Probabilistic Modelling of Containment Building Leakage at the Structural Scale: Application to the PACE Mock-Up

This work follows studies conducted in the framework of the French research program MaCEnA (PIA), aiming to predict air leakage through a reinforced (and prestressed) concrete structure. As mentioned by the international Benchmark VeRCoRs, only very few teams were able to predict them and variations of at least one order of magnitude between participants were observed. Reinforced concrete tightness estimation is of the utmost importance for confinement vessels but also to assess concrete structures durability. One of the reasons for these difficulties lies in the fact that air leakage prediction is the last step of complex, multiphysics and coupled simulations.
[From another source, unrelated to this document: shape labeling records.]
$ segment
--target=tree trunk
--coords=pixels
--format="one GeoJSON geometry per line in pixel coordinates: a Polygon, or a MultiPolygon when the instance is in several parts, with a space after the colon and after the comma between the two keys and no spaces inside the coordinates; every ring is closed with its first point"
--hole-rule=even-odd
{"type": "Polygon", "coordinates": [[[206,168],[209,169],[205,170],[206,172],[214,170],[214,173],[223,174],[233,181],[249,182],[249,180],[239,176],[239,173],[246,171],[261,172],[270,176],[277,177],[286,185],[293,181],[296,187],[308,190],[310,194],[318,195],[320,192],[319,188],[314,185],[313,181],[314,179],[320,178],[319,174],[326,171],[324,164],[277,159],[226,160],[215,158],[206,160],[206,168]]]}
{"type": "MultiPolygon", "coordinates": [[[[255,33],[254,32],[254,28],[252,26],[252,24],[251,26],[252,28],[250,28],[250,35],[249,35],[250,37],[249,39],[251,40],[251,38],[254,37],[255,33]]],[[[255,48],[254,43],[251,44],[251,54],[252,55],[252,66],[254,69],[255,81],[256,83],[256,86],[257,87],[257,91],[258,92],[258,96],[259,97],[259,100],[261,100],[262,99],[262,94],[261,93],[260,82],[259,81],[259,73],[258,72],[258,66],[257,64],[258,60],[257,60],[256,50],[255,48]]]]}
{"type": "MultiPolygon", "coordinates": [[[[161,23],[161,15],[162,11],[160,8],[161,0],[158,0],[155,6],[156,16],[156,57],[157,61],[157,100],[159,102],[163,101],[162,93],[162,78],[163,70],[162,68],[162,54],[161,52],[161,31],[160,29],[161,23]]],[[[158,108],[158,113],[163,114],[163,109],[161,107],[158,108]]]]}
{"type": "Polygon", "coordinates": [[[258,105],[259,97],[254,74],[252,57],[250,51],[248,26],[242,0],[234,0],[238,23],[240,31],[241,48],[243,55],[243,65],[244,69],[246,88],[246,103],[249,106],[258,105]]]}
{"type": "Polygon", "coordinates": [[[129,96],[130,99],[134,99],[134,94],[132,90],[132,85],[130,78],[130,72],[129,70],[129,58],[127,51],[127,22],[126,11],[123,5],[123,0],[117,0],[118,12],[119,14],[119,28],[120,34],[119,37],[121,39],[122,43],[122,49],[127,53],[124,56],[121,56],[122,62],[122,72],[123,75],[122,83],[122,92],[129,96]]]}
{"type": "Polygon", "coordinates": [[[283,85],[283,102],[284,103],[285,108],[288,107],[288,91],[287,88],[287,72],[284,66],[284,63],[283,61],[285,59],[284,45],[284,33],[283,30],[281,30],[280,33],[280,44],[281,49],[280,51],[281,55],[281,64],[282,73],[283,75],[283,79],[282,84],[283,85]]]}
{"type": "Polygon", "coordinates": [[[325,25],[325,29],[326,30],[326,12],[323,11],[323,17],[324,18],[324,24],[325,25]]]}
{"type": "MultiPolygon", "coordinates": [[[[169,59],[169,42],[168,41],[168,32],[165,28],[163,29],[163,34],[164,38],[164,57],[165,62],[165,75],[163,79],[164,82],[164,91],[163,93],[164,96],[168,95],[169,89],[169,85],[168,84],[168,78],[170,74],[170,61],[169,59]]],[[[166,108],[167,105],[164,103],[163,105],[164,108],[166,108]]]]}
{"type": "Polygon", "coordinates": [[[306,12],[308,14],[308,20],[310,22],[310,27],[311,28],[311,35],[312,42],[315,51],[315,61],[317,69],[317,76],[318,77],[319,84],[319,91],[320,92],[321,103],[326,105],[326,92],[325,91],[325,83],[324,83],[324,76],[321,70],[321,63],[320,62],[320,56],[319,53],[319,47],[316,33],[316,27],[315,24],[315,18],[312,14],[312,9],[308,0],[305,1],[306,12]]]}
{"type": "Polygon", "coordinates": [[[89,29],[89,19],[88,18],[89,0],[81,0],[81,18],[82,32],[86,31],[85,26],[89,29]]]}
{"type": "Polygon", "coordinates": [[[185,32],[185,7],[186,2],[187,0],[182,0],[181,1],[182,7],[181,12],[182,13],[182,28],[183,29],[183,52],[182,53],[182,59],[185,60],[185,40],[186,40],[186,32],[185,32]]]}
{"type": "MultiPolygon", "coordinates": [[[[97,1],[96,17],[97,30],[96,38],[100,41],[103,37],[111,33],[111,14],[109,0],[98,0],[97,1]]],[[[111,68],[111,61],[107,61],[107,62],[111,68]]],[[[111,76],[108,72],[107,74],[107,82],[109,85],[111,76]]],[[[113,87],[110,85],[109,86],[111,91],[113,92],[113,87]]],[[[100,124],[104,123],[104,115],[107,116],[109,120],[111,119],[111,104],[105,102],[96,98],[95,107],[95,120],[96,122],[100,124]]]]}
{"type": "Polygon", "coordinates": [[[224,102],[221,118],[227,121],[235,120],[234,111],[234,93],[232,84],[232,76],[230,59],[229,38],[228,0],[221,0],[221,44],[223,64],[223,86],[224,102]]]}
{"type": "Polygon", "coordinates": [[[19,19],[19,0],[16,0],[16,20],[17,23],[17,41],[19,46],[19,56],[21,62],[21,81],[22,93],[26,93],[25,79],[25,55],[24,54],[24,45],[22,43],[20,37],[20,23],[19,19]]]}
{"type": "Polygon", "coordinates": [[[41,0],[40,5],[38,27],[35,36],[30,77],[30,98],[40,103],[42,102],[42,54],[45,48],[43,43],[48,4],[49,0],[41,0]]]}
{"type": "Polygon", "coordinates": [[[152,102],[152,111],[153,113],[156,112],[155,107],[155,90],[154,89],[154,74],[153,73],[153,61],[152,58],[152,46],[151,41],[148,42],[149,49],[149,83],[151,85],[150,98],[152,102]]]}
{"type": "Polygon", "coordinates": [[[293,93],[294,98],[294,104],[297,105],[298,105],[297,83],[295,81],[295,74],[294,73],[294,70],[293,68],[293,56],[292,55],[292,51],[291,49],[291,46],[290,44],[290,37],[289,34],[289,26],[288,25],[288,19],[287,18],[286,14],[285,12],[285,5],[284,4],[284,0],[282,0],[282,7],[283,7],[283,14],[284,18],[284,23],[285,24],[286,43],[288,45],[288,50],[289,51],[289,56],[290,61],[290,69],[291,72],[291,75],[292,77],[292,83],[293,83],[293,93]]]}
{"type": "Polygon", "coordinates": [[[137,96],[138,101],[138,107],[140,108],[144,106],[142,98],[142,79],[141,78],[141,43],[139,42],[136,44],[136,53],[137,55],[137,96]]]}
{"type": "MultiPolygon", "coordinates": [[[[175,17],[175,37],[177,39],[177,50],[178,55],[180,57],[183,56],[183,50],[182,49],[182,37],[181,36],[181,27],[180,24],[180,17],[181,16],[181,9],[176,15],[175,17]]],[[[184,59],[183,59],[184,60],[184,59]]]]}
On the one hand, to predict concrete permeability, saturation evolution of the porous network needs to be correctly addressed. On the other hand, cracks predictions (numbers, openings, and appearance time) is essential but not sufficient since roughnesses, tortuosities and connectivities of these latter also strongly influence the leakage rate. After a first part showing the capacity of the used model to mimic the behavior of a structural representative volume, this contribution quantifies the effect of the use of autocorrelated random fields modelling the tensile strength on the concrete structural leakage prediction. The results highlight that the air leakage prediction can easily vary by one order of magnitude for the same random field parameters. Moreover, during mechanical loading, observation of the cracks evolutions (numbers, openings and positions) allows for quantifying the prevalence of material and structural heterogeneity and explains the sudden evolution of leakage rate.